La frana di Montaguto è stata una frana di colamento avvenuta fra il 2006 e il 2011 nel settore nord dell’Irpinia, in territorio comunale di Montaguto. Una situazione di rischio idro-geologico per la valle del Cervaro è attestata fin dal 1763, tanto che in quell’anno re Carlo III di Borbone dovette inviare sul posto una squadra di ingegneri per risolvere le difficili condizioni di transitabilità dell’appena costruita strada regia delle Puglie che, all’epoca, costituiva l’unica via di collegamento tra Napoli, capitale del Regno, e la Puglia. Tuttavia, a partire dagli inizi del 2006, in quello stesso punto si è verificato uno smottamento di dimensioni enormemente più vaste (oltre 3 km di lunghezza, oltre 670.000 m² di superficie e circa 10 milioni di m³ di volume). L’enorme colata di fango è scivolata da località Pannizza fino a raggiungere e superare la strada statale 90 delle Puglie, rimasta chiusa al traffico per oltre un anno.

A marzo del 2010, a causa di una fase di piogge incessanti, la frana si è riacutizzata vanificando tutti gli interventi posti in atto fino a quel momento e portando alla chiusura, oltre che della strada statale delle Puglie, anche della sottostante ferrovia Roma-Bari che corre parallela al fiume Cervaro.
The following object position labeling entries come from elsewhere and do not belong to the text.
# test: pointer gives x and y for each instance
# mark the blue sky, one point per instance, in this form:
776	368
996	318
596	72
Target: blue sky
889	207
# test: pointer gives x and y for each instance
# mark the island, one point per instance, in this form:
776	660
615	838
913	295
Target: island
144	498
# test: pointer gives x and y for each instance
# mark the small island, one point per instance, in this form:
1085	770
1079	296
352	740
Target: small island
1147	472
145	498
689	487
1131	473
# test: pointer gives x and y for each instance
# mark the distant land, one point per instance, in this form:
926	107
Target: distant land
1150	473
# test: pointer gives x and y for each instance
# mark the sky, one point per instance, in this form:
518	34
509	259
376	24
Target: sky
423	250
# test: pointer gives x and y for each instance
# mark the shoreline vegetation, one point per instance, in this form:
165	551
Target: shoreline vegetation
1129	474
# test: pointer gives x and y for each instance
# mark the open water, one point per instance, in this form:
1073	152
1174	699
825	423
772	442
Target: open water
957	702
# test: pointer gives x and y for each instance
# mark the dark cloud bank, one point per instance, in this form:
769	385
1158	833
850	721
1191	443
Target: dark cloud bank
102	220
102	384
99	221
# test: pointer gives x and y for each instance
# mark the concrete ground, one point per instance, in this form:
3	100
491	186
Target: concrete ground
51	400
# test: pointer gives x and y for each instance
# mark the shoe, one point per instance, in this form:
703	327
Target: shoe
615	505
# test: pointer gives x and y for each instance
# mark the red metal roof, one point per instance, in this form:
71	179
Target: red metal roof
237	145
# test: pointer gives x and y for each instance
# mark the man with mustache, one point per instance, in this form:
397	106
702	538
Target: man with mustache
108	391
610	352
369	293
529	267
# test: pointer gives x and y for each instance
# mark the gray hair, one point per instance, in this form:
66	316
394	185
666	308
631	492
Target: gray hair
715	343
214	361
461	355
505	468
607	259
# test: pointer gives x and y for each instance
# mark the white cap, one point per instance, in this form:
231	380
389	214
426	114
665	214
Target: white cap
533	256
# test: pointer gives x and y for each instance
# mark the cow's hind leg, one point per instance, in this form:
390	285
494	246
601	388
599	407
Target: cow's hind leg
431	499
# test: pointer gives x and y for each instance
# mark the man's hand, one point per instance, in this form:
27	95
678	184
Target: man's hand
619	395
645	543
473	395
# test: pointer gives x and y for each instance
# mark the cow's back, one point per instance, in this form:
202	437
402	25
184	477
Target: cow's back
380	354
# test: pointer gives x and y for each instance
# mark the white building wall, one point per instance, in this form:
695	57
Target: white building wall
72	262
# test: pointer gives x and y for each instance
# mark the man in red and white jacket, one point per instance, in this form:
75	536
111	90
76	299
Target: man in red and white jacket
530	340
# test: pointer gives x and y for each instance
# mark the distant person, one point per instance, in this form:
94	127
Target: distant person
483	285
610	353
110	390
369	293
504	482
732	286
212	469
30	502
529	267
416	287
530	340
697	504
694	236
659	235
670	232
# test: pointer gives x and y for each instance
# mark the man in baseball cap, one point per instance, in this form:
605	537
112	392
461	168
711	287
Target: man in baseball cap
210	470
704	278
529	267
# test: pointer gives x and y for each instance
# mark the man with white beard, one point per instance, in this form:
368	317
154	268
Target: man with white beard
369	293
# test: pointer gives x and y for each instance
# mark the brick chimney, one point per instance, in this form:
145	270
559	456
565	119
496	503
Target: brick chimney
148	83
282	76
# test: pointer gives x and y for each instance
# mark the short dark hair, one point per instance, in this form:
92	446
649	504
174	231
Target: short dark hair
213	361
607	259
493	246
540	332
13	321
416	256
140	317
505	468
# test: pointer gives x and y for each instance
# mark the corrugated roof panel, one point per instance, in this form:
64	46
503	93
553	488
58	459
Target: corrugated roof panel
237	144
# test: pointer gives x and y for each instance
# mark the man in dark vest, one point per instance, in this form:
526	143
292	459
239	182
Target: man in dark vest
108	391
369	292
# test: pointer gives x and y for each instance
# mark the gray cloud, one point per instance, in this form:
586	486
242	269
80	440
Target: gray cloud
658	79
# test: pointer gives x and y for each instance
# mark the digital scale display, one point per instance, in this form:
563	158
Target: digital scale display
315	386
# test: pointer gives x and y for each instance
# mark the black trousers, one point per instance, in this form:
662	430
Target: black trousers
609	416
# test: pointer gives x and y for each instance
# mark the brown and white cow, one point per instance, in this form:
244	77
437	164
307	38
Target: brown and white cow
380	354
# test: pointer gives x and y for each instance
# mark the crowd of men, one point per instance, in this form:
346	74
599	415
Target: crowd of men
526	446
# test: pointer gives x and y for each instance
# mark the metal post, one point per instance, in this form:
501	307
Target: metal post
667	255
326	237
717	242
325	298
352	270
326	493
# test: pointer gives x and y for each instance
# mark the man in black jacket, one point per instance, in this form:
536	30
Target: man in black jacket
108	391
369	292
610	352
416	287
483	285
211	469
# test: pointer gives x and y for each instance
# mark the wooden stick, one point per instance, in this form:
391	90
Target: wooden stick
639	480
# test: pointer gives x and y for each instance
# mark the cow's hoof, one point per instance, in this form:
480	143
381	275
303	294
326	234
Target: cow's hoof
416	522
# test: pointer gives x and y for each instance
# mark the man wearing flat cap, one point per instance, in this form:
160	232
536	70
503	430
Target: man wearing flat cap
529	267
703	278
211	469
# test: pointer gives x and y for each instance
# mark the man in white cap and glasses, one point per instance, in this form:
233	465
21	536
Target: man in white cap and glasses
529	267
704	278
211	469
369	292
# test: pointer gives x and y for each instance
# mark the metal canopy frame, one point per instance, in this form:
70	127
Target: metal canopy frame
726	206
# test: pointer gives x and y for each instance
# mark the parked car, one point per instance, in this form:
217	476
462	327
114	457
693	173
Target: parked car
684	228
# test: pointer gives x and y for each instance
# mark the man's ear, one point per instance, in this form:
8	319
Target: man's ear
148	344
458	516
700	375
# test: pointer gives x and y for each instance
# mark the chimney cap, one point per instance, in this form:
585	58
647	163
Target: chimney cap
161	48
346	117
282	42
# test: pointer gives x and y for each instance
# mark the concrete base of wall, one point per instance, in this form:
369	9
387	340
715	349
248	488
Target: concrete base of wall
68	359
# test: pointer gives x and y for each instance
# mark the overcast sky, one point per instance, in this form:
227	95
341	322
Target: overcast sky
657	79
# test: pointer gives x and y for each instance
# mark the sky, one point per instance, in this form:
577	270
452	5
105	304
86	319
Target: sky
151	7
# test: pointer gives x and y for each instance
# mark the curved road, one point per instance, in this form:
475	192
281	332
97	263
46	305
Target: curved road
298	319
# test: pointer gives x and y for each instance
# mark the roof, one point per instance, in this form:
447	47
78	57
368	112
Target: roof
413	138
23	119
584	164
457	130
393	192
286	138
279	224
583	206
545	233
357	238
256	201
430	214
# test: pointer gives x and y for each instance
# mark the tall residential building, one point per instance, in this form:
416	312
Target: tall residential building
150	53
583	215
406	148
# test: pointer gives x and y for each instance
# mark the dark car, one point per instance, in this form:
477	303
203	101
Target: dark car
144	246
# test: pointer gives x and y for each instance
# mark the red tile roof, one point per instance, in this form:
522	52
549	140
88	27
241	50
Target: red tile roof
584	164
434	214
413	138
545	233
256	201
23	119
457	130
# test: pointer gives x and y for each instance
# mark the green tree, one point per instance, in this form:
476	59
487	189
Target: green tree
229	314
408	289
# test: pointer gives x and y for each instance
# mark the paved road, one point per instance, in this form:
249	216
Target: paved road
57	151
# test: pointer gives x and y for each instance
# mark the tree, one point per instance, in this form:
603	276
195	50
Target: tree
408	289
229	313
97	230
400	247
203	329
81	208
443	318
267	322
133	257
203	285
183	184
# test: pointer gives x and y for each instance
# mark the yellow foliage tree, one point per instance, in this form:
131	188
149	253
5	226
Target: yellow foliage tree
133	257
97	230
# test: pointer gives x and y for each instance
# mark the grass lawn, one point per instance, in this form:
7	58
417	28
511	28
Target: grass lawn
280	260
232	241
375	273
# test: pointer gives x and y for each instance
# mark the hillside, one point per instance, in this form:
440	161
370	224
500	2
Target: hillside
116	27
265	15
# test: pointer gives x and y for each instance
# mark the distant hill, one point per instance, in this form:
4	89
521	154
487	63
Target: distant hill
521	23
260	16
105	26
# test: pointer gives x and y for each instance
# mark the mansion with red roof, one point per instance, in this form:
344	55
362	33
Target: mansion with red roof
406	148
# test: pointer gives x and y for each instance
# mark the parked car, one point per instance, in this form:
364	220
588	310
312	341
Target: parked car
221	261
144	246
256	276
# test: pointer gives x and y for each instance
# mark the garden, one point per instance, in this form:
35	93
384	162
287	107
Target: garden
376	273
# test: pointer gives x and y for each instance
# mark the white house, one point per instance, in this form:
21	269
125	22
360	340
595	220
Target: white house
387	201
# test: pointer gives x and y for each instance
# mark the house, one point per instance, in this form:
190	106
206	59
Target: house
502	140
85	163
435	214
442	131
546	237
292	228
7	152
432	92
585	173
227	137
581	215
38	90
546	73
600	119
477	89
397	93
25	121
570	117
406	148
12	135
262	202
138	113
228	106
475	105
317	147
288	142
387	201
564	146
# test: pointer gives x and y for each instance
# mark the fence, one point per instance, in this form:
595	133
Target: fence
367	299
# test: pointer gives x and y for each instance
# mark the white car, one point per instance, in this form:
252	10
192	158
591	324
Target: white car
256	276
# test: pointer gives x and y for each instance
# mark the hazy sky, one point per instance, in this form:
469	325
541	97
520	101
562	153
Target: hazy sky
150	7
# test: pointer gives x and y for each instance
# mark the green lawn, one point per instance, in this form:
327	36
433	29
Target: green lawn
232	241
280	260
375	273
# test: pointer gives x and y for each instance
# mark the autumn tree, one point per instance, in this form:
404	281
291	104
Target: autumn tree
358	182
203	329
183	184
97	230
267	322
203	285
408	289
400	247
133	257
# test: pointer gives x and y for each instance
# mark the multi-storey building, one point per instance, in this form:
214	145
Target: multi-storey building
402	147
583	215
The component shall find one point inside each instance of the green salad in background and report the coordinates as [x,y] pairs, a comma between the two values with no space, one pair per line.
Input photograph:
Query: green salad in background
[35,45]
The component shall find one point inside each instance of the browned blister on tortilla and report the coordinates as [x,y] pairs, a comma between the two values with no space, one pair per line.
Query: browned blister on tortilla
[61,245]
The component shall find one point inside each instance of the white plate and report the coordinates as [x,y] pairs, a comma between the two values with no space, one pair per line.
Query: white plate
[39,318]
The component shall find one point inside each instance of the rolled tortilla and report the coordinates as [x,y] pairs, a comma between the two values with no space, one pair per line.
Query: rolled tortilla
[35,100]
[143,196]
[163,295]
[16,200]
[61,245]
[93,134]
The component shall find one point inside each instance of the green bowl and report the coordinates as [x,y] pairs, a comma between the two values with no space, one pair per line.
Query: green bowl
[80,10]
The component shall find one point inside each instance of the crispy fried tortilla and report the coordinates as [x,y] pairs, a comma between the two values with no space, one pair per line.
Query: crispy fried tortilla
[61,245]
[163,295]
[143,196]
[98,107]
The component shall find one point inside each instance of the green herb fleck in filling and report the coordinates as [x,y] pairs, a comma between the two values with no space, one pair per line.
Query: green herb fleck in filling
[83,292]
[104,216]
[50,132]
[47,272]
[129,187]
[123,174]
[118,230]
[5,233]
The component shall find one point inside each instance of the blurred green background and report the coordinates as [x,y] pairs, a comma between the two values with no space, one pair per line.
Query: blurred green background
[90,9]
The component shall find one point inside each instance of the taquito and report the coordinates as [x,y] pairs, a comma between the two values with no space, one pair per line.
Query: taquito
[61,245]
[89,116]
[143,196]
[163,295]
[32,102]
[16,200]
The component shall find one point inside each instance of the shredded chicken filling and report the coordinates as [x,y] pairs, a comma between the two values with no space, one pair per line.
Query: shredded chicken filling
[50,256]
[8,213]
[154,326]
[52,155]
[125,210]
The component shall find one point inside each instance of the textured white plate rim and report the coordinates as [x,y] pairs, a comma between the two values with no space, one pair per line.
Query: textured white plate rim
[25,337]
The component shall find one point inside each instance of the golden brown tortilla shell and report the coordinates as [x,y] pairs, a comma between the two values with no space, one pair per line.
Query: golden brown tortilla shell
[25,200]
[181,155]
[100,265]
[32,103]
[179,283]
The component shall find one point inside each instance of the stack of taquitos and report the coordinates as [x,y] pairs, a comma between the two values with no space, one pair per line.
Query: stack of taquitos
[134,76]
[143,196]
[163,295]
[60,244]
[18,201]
Il 25 maggio, dopo 75 giorni, la ferrovia poté riaprire al transito mentre la vecchia strada statale venne definitivamente abbandonata e by-passata da una bretella, appositamente costruita, della lunghezza di 480 metri e larga quasi 8 metri. Al fine di evitare rischio futuri si è ritenuto opportuno deviare il corso del Rio Nocella allo scopo di allontanarlo dall’area di frana. Tali lavori si conclusero nell’estate del 2011 mentre l’anno successivo l’emergenza è stata dichiarata chiusa.